Birinci kademede batanların ve ufûle gidenlerin Rab olamayacağına intikal eden Hazret-i İbrahim (as), diğer kademelerde bu kanaatini arttırdı ve yakînini güçlendirdi. Ay’ı daha parlak gördüğünde “Belki bu olabilir mi?” demişti. Fakat Ay da batınca biraz daha düşündü ve Allah’ın kendisini doğruya eriştireceğine dair bilgi ve kanaatini güçlendirdi, Ay’dan vazgeçti.

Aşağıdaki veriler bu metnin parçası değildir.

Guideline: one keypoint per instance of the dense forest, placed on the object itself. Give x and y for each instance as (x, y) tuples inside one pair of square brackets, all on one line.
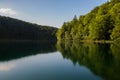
[(14, 29), (102, 23)]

Üçüncü kademede güneş daha parlaktır, daha caziptir, daha göz alıcıdır. “Belki bu olabilir mi?” derken, güneşin de batışı Hazret-i İbrahim’in (asm) dimağında bomba gibi fırtınaların esmesine sebep oldu. “Rab olan batar mı? Yaratıcı olan ufûle gider mi? Hükümrân olan tasarruftan vazgeçer mi? Sâhip ve Mâlik olan varlıkların tedbîrini ve idâresini başka ellere bırakır mı?” Hazret-i İbrahim (as) güneşin batmasıyla birlikte kendisine geldi ve “Ey kavmim! Siz batanları ilâh edinmişsiniz. Oysa Allah her an hâkimdir, batmaz, hayatı son bulmaz, bizden ayrılmaz, ufûle gitmez” mânâsını hissederek “doğru imana” yakînen ulaştı, kavmine de doğru imanı gösterdi.
Her insan hangi kültür ve inanç toplumunda bulunursa bulunsun; mükellef çağına ulaştıktan sonra, doğru muhakeme gücüyle bütün kâinatın bir Sahibi ve yaratıcısı olduğunu bilmekle ve iman etmekle mükelleftir. Aklıyla Allah’ın varlığını bulamayan ve bilemeyenler mesul olurlar. Çünkü Allah’ı bulmak ve bilmek aklın vazifesidir.
Ancak kendilerine Peygamber tebliği ulaşmayanlar, imanın diğer erkânı ve ibadetler hususunda mesul değildirler. Ehl-i sünnet inancı budur.
***
Erkan Bey:
*“Sıla-ı Rahim anlamında annemi ziyaret ediyorum; ama annemin uzak akrabalarını ziyaret edemiyorum. Bununla da yükümlü müyüm? Uzak ve en uzak akrabalarımı ziyaret edemediğim için üzülüyorum.”
Sıla-i rahim yapmak farzdır. Ancak şekli bize bırakılmıştır. Sıla-i rahim yalnız ziyaretten ibaret de değildir. Önemli olan akraba ve yakınlarımızla ilişkimizi “husumet” mânâsında kesmemek, araya düşmanlığın girmesine meydan vermemek; onlarla kırgın olmamak, dargın olmamak; onların kusurları olduğunda affedici olmak; onlarla görüşme imkânı bulduğumuzda güler yüzümüzü eksik etmemek; hâl ve hatırlarını sormak; imkânlarımız varsa problemleri ile ilgilenmek veya dertlerini paylaşmaktır. Böyle sıcak ilişkilere bizler de insan olarak muhtacız. Yani bir akrabamız, bir problemimizi paylaştığında derdimizi unuturuz.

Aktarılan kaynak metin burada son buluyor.